In a study of cost of server ownership in enterprise relations management (ERM) customer sites, the consulting firm IDC (2001) compared the availability of three server platforms, which we relabeled as platforms A, B, and C for this discussion. The availability of these three categories of servers for ERM solutions are 99.98%, 99.67%, and 99.90%, respectively. Since system availability has a direct impact on user productivity, IDC called the availability-related metrics productivity metrics. Table 13.2 shows a summary of these metrics. For details, see the original IDC report.

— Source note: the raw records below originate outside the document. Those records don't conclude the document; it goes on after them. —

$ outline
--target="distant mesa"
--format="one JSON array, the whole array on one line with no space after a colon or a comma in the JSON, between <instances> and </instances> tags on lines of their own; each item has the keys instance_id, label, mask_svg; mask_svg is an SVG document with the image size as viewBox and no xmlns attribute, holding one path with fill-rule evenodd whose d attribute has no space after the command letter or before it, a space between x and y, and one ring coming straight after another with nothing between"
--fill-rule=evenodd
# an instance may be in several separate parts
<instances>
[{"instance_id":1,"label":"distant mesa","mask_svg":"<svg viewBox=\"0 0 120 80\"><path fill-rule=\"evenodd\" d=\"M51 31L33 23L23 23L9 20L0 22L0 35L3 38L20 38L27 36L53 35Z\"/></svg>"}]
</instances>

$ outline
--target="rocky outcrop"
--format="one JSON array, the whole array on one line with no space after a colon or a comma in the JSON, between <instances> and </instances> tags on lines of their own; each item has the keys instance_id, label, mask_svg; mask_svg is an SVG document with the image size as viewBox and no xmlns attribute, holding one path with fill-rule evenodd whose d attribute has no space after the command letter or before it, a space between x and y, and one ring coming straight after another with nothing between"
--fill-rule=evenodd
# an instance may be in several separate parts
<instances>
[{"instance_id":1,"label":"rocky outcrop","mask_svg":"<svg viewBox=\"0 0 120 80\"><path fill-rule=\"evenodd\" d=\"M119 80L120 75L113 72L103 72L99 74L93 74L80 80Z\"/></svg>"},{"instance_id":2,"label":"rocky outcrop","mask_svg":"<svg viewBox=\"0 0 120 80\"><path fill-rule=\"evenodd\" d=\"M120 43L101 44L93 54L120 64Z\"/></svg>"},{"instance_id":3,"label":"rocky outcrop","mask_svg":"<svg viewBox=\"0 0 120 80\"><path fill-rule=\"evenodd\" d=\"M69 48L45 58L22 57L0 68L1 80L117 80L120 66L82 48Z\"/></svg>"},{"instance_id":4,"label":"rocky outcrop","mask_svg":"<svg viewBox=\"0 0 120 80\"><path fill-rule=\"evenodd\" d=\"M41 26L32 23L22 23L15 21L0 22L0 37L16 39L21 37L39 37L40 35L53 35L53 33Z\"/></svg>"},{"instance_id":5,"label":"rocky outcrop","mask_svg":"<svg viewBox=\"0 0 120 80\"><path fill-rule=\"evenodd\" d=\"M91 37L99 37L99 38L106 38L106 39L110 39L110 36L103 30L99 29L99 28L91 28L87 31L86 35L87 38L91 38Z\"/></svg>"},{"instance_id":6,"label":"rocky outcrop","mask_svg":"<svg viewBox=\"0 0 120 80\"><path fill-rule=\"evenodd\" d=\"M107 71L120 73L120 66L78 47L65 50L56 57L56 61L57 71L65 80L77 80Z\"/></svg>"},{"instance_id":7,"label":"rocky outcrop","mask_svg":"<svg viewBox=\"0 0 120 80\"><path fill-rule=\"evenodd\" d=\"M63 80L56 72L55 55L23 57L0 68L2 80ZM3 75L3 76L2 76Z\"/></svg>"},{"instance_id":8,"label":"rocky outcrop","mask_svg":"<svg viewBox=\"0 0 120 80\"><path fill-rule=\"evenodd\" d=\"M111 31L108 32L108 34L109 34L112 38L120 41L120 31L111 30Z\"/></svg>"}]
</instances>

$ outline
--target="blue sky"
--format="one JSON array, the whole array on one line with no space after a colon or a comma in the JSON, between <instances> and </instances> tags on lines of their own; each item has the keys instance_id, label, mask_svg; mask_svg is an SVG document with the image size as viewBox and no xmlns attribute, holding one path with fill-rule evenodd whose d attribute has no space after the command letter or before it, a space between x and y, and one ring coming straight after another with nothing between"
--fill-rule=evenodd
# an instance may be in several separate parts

Table 13.2. Availability-Related Productivity Metrics for Three Server Platforms for ERM Solutions
User Productivity |
Platform A Solution |
Platform B Solution |
Platform C Solution |
---|---|---|---|
Unplanned Downtime Hours per Month |
0.24 |
2.7 |
1 |
Percent of Internal Users Affected |
42 |
63 |
53 |
Unplanned User Downtime (Hours per Year/100 Users) |
1,235 |
20,250 |
6,344 |
Availability (%) |
99.98 |
99.67 |
99.9 |
From IDC white paper, "Server Cost of Ownership in ERM Customer Sites: A Total Cost of Ownership Study," by Jean S. Bozman and Randy Perry. Copyright 2001, IDC, a market intelligence research firm. Reprinted with permission. |
System availability or platform availability is a combination of hardware and software. The relationship between system availability and component availability is an "AND" relationship, not an "OR" relationship. To achieve a certain level of system availability, the availability of the components has to be higher. For example, if the availability of a system's software is 99.95% and that of the hardware is 99.99%, then the system availability is 99.94% (99.99% x 99.95%).